The humpbacks passing through the waters off the coast of Huatulco belong to a distinct population segment classified as “threatened” by NOAA (National Oceanic and Atmospheric Administration). Several population groups exist throughout the world in all major oceans.

Distribution of the 14 identified humpback whale distinct population segments _NOAA

The humpbacks seen off the coast of Huatulco are from a population group originating in California/Oregon/Washington. They travel south during late fall and early winter to warm, low-latitude tropical waters of coastal Central America and Mexico to breed and give birth. They can be seen traveling in this direction off the coast of Huatulco from mid December through February.

During March and April, the humpbacks can be observed traveling back north to the coast of California to southern British Columbia. They spend summer and fall in the northern, cooler waters to feed to build up fat stores (blubber) to live off of in winter consuming up to 3000 pounds of food per day!

Mating activities take place in the warmer waters during winter and the gestation period lasts up to 11 months. Newborns are between 13-16 feet long and are weaned between 6-10 months after birth. Females have babies usually once every two years. As mammals, they nurse and provide milk to their young typically for one to two years depending on the length of time it takes to be able to survive on their own.

Bubble Feeding Humpback Whale Credit_ Christin Khan_ NOAA NEFSC

Humpbacks are baleen whales feeding by filtering plankton and small fish. They feed as individuals or in groups, sometimes “herding” small fish and plankton by encircling them with a bubble wall. This movement can sometimes be observed off of the coast of Huatulco.

The humpback is especially known for its beautiful song. Males can sing for up to 20 minutes at a time and recent research has captured baby humpbacks whispering to their mothers. You can learn more about that  here and listen to a baby’s song.

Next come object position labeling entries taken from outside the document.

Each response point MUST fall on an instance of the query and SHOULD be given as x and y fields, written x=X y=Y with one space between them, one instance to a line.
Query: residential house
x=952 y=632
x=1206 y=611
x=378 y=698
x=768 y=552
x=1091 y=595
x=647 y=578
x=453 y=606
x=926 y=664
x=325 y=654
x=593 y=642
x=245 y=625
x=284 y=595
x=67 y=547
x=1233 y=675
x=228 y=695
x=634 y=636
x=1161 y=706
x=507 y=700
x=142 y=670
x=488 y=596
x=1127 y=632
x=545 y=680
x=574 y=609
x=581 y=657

Primarily dark grey with some white, the humpback whale’s scientific name, Megaptera novaeangliae, means “big-winged New Englander. ” (Europeans first observed the whale in New England.) Their long fins or “big wings” allow them to maneuver their big bodies with ease; the fins allow them to slow down or even go backwards.

Whales can frequently be seen from the shore in Huatulco. If you’d like to get a closer look, take a marine boat tour.  Maybe you will be lucky enough to see one close up!